For instance, kinky hair. When you see all the adverts for hair products on the London tube, you rarely or never see a kink. Consequently, most young black women brought up in western countries have at least once in their life permed their hair to manage their ‘pesky’ kinks. And rarely do you see mainstream models sporting kinky hair.
Broad noses. These are part and parcel of many black faces, yet people insult you as a young person for having a broad nose. In my secondary school, the favourite insult was ‘shot gun’ because apparently broad nostrils look like barrels of a gun. It seems like there is no way for broad noses to be beautiful in western eyes.
I know what you’re all thinking, surely there are some black standards of beauty that have become normalised and adopted?

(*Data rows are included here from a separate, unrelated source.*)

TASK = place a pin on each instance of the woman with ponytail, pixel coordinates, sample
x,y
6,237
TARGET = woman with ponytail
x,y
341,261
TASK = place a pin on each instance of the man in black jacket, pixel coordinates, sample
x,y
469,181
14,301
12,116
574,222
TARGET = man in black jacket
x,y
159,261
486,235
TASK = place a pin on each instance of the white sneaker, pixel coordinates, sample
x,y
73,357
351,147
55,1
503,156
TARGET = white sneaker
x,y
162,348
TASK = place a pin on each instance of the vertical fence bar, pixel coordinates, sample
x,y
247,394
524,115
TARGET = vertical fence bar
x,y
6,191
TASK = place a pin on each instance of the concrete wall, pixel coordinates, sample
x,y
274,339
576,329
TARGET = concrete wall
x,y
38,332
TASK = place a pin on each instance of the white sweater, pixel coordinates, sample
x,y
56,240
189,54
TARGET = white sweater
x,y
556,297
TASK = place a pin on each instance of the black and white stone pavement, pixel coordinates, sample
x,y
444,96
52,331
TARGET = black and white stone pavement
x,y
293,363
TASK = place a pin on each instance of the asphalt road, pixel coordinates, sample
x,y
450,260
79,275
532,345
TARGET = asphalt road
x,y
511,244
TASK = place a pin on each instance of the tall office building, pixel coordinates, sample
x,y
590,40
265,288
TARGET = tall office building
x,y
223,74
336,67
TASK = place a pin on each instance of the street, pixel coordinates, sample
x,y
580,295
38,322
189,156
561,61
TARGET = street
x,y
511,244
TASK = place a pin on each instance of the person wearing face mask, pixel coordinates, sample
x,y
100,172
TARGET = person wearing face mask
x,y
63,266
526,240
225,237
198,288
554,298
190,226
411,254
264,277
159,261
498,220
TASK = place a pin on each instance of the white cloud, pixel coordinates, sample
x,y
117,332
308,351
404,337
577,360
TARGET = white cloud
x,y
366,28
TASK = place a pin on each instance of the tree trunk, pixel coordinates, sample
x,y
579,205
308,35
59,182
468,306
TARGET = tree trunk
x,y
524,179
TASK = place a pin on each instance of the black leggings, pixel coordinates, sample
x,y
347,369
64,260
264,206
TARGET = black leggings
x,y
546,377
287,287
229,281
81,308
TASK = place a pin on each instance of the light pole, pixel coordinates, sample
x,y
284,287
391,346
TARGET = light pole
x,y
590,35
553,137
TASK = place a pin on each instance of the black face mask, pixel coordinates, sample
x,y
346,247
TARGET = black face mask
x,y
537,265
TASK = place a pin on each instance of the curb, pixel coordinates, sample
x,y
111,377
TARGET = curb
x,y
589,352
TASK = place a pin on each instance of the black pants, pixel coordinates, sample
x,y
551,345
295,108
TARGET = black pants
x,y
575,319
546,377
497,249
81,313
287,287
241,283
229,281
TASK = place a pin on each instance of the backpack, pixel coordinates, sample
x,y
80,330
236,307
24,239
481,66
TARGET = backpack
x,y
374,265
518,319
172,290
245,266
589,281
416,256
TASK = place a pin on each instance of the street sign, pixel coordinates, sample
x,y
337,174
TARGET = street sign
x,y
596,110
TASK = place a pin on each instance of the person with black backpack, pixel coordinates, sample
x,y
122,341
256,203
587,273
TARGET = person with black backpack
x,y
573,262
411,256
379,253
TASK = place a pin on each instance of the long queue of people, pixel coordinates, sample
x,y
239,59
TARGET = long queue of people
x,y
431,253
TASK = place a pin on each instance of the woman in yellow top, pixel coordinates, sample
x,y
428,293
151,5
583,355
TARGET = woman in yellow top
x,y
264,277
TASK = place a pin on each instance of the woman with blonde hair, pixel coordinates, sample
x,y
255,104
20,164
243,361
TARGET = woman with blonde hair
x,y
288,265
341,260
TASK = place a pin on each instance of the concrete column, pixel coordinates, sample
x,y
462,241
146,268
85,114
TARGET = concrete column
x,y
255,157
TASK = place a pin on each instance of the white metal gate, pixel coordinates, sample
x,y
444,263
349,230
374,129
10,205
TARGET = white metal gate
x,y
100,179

Big booty? But we still don’t appreciate this asset on a dark skin woman as much as we do with fairer skin women. Such as Kim Kardashian, with a certain amount of her popularity coming from having this feature. It is less about normalising African standards of beauty and more of appropriating our assets. A white women with a large behind is suddenly amazing, but black females have had these for centuries … and no one cared.
It is the same when with braids and black hair styles, both black traditions but appropriated for a white audience. Only when they’re called ‘box braids’ are they now acceptable, due to the fact that white people have presented it as something that they invented but it was a part of black people’s cultures for years.
There have been many black people in mainstream media, but many of these women fit in to the western standards of beauty; for example, Iman, who was one of the first black females to be on vogue, gained popularity as she has western standards of beauty such as thin lips, a narrow nose and more. But the main focus should be to have Afrocentric features in the mainstream beauty industry, so that young black females feel represented and do not dislike their skin colour and features because they are not being represented and are not seen as being beautiful.
Rihanna’s make-up and clothing line, Fenty, gives us one shining example. She uses a diverse range of colours in her make-up line, integrating every skin shade. She uses a huge diversity of models, from every walk of life, showcasing a vast range of different ideas of beauty. Something new is emerging, we just need to work together to get white people to accept it and not try to put their white standards of beauty on to my darker skin. There is hope, but we have got to make some real changes in mainstream fashion imagery to see it happen.
Hannah Haji
This is a guest blog and the views of the author are not necessarily those of The Equality Trust.